Свист гибких прутьев, непохожих по обращению ни на лезвие косы, ни тем более на стрелы, а скорее на хлыст для помыкания лошадьми. Уклонение, отскок, блик костра в памяти, тот самый дьявольский, нахрапистый азарт в чернющих глазах и снова свист угрозы. Ребяческая радость и обжигающий удар по бочине — больно до выступивших слёз, но безвредно. Выворот, припадание, вой прута над головою, отскок, хохот, капля чужого пахучего пота на запястье, снова взмах и красная полоса поперек сильных, татуированных лопаток. Как метка мастерства. Как дружеский жест. Обжигающее ответное касание, остающееся ссадиной на неранимой до него плоти, знак того, что Тим — живой, настоящий, человечный. Уклонение, бегство, преследование через ельник на скалу и новая вздутая борозда, украсившая смуглую кожу. Одобрение солнечным бликом в двух прищуренных хитрых полосах. Разворот в порывистую атаку. Жжение в плече. Восторг и единство душ.
...Термокофту пришлось вытерпеть точно так же, как в позапрошлом детстве портки.
— Ох, парень! — простонал Илья, щупая вздутую лопатку. — Чую, надают нам наши бабы! — Он в раздражении отбросил измочаленный об Борзого прут в сторону.

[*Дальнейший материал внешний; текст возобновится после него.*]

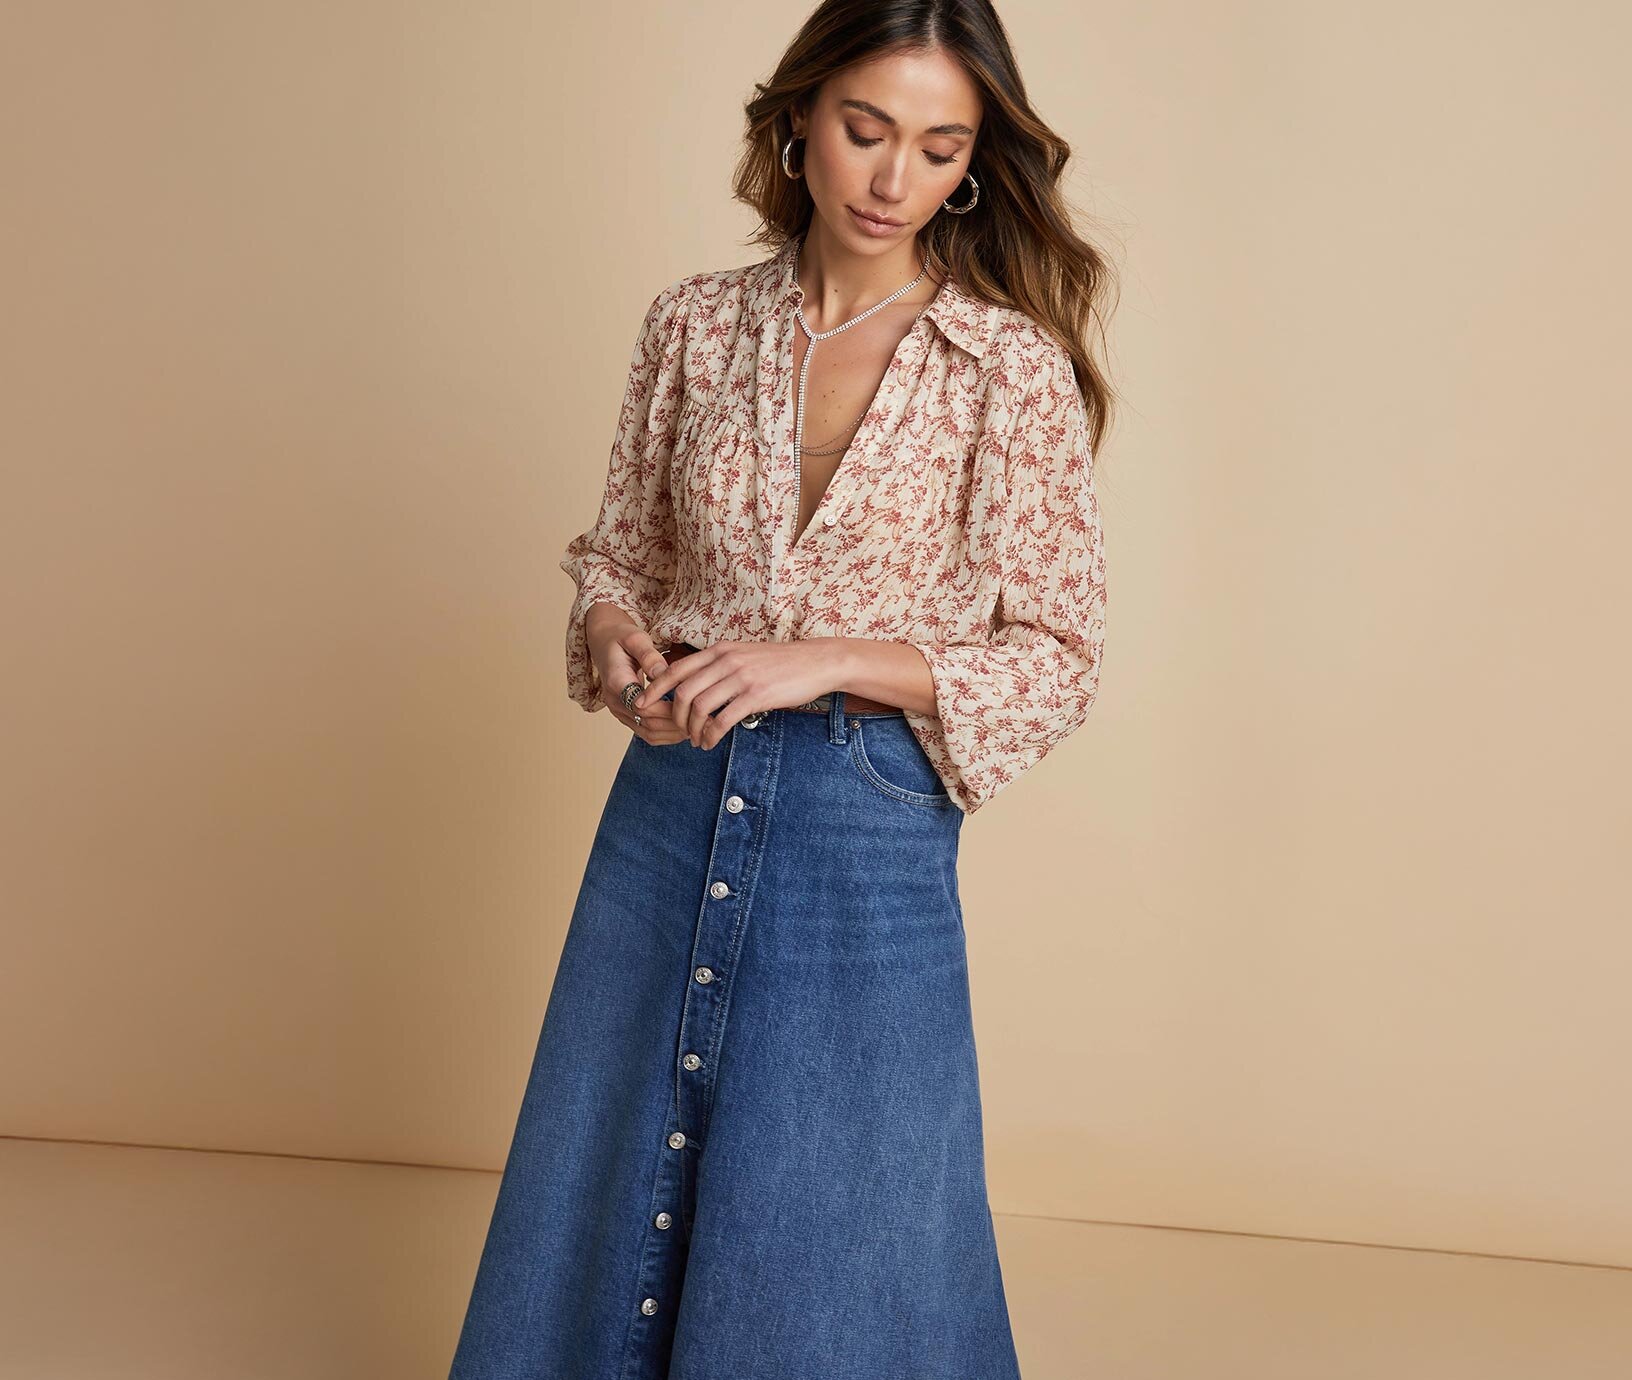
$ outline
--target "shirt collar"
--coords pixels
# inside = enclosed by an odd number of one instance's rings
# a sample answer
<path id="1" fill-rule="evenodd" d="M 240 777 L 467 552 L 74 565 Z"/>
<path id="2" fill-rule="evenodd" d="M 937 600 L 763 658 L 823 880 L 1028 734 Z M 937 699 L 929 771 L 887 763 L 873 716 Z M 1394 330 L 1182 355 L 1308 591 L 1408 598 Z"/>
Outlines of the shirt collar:
<path id="1" fill-rule="evenodd" d="M 754 330 L 773 313 L 791 306 L 799 295 L 797 269 L 803 240 L 802 235 L 795 235 L 769 259 L 750 270 L 745 312 Z M 924 309 L 924 315 L 954 345 L 979 359 L 991 343 L 1001 311 L 1002 308 L 990 302 L 972 297 L 958 286 L 956 279 L 948 278 Z"/>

— Сам напросился! — Тим ощутил под пальцами выпирающую борозду на щеке и прикинул успеет ли она успокоиться к Светиному пробуждению. — Чем ты теперь недоволен, княже?

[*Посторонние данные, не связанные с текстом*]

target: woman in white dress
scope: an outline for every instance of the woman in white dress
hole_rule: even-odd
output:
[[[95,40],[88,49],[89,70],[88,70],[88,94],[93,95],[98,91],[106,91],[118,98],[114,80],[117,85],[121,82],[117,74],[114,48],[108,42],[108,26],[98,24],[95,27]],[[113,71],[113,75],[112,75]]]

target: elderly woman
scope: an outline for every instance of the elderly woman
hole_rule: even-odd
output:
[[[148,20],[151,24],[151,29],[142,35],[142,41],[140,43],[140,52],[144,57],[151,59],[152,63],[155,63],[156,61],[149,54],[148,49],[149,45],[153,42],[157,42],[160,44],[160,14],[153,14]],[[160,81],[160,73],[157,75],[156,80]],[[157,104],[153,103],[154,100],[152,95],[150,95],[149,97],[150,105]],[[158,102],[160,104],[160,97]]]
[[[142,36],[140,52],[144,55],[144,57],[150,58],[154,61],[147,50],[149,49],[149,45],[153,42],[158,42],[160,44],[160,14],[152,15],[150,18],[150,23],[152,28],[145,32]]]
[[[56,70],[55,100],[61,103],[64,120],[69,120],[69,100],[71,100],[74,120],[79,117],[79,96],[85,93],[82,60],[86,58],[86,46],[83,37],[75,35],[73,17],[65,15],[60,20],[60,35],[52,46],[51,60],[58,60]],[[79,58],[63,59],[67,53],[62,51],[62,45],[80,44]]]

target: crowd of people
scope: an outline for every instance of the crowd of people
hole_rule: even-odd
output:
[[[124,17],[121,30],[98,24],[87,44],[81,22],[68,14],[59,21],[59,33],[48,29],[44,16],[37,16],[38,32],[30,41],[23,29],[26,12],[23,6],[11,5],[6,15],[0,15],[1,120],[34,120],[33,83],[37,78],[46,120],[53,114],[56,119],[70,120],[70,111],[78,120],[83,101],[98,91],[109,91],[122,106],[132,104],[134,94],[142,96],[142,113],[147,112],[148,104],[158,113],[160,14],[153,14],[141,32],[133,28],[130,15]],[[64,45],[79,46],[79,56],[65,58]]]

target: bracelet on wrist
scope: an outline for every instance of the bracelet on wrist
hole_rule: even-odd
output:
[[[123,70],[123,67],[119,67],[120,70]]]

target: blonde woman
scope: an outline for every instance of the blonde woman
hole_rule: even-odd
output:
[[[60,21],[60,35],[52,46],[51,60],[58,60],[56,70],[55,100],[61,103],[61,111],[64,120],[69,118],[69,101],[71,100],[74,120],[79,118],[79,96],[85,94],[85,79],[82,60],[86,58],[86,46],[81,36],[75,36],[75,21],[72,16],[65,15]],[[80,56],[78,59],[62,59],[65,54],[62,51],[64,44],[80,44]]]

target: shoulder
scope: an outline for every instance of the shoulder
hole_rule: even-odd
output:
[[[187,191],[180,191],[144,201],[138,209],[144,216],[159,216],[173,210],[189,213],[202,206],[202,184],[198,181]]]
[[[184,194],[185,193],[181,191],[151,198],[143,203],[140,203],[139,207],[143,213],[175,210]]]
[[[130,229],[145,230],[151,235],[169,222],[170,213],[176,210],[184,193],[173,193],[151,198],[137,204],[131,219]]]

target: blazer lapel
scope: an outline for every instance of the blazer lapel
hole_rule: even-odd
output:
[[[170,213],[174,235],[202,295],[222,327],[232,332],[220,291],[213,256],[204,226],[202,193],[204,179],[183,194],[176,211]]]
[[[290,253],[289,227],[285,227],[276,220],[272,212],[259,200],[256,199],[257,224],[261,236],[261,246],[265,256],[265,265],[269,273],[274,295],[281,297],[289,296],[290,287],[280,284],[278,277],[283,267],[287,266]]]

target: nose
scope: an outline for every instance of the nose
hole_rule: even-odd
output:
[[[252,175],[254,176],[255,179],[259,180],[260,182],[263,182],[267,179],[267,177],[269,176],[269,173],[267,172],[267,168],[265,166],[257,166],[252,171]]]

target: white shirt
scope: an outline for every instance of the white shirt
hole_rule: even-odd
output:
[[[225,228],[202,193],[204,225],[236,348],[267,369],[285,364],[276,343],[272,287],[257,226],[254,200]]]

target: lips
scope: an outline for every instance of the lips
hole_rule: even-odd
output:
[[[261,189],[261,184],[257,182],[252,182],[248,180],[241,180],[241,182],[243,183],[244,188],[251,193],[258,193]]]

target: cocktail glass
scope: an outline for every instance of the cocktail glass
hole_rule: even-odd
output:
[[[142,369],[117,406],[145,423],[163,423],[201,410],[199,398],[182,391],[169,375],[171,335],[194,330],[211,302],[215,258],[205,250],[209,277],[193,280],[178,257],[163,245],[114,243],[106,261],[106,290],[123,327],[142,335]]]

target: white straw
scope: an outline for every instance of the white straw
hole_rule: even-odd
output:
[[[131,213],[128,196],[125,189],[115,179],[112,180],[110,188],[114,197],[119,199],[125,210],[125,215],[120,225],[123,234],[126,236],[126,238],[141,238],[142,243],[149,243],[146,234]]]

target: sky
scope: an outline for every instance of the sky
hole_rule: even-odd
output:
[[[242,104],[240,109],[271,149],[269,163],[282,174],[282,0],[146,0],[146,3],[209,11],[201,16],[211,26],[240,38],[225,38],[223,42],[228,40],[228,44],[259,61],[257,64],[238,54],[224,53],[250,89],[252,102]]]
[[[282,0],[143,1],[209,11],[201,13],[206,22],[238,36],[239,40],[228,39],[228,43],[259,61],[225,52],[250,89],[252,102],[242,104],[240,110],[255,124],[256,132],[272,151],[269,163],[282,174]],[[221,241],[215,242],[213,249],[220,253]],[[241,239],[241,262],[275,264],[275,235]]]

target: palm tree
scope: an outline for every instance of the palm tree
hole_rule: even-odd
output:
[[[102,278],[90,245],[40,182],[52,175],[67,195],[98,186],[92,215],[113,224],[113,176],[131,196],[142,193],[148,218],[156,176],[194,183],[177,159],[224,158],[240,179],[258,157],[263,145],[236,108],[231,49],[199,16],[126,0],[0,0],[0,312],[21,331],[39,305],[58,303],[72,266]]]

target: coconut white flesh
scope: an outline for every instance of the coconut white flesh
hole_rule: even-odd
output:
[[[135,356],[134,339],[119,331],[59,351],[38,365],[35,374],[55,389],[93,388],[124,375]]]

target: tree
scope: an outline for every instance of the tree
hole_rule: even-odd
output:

— Я-то довольнее некуда, Афоня-ойун. На каком боку спать только не знаю.
Тим, слыша это, захохотал, сам ухватившись за бока, потом ойкнул и пуще захохотал. Илья осчастливил его аналогичным проявлением чувств.
— Вот мы дураки!
— И нэ говоритэ.
Оба чернобога разом прикрыли рты и заозирались. Старая чёрная ворона, насмешливо каркнув, сорвалась с пихты и улетела в ивняк, Илья запыхтел ей вослед.
— Эй, это она сказала? — не понял Тим.
— Почудилось, — процедил Илья, проводив птицу уж слишком пристальным взглядом. — Дошурфить сегодня думаю тут, а к вечеру соберём манатки и двинем к Мынто, в основной лагерь. Там вдоль русла дел, судя по разведданным, невпроворот. Ты как? Палыч будет рад увидеться.

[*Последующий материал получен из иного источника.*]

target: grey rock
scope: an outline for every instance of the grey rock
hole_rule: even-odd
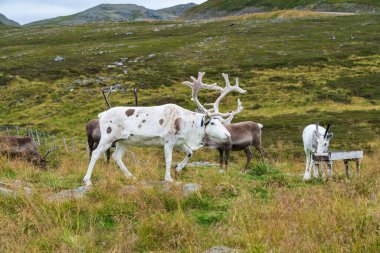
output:
[[[62,56],[59,56],[59,55],[57,55],[57,57],[54,58],[55,62],[61,62],[61,61],[64,61],[64,60],[65,60],[65,58],[63,58]]]
[[[55,194],[49,194],[47,196],[47,199],[50,201],[65,201],[70,199],[78,199],[82,198],[91,189],[91,186],[81,186],[76,189],[64,190]]]
[[[148,59],[151,59],[151,58],[153,58],[153,57],[155,57],[155,56],[156,56],[155,54],[149,54],[147,58],[148,58]]]
[[[239,253],[237,249],[228,248],[225,246],[215,246],[203,253]]]
[[[210,163],[210,162],[191,162],[191,163],[187,163],[186,166],[188,166],[188,167],[202,167],[202,166],[211,167],[211,166],[219,166],[219,164]]]
[[[25,194],[32,194],[33,190],[29,187],[24,186],[20,180],[16,180],[12,183],[3,183],[0,182],[0,194],[5,196],[17,196],[19,192],[24,192]]]
[[[199,192],[199,190],[201,188],[202,188],[202,186],[200,184],[191,184],[191,183],[184,184],[182,186],[182,193],[185,196],[189,196],[189,195],[192,195],[196,192]]]

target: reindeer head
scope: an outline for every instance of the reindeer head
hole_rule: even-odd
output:
[[[54,148],[50,148],[46,151],[46,154],[44,156],[41,156],[39,159],[36,159],[34,163],[40,167],[41,169],[46,169],[47,164],[50,162],[50,160],[46,159],[48,155],[55,150]]]
[[[211,139],[226,142],[231,138],[230,132],[225,128],[223,118],[205,117],[205,133]]]
[[[319,132],[319,125],[316,125],[316,130],[314,132],[314,140],[317,142],[317,153],[326,153],[329,145],[330,140],[333,137],[333,133],[328,133],[330,128],[330,124],[327,125],[327,128],[324,133]]]
[[[220,101],[231,91],[238,91],[240,93],[245,93],[245,90],[242,90],[239,87],[238,81],[235,86],[231,86],[228,80],[228,75],[223,74],[224,79],[226,80],[226,87],[221,88],[217,86],[216,83],[207,85],[202,82],[202,78],[205,75],[204,72],[198,73],[198,79],[191,77],[193,82],[183,82],[183,84],[189,86],[192,89],[192,98],[191,100],[198,106],[198,109],[201,113],[204,114],[202,119],[202,124],[205,126],[205,133],[208,138],[211,138],[215,141],[226,142],[231,138],[231,134],[224,126],[224,117],[231,117],[243,110],[240,100],[238,100],[238,109],[230,113],[221,113],[219,112],[219,103]],[[213,103],[213,109],[206,109],[198,100],[198,92],[201,88],[209,90],[218,90],[221,95],[217,98],[215,103]]]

— Да мне в путь-дорогу пора, — виновато улыбнулся Борзой. Илья помрачнел и кивнул.
— Долг зовёт?
— Всё так, друг мой.
— Ясно. — Он подобрал лук со стрелами и направился к лагерю. — И ты зови, если что.
— Если что, позову.
Чернобоги больше ничего особенного не сказали друг другу. Вернулись каждый в свою берлогу, а спустя час мирную жизнь археологов сотряс скорбный девичий возглас:
— Какой ужас! Зачем же вы?.. Тимочка! Илюшенька?!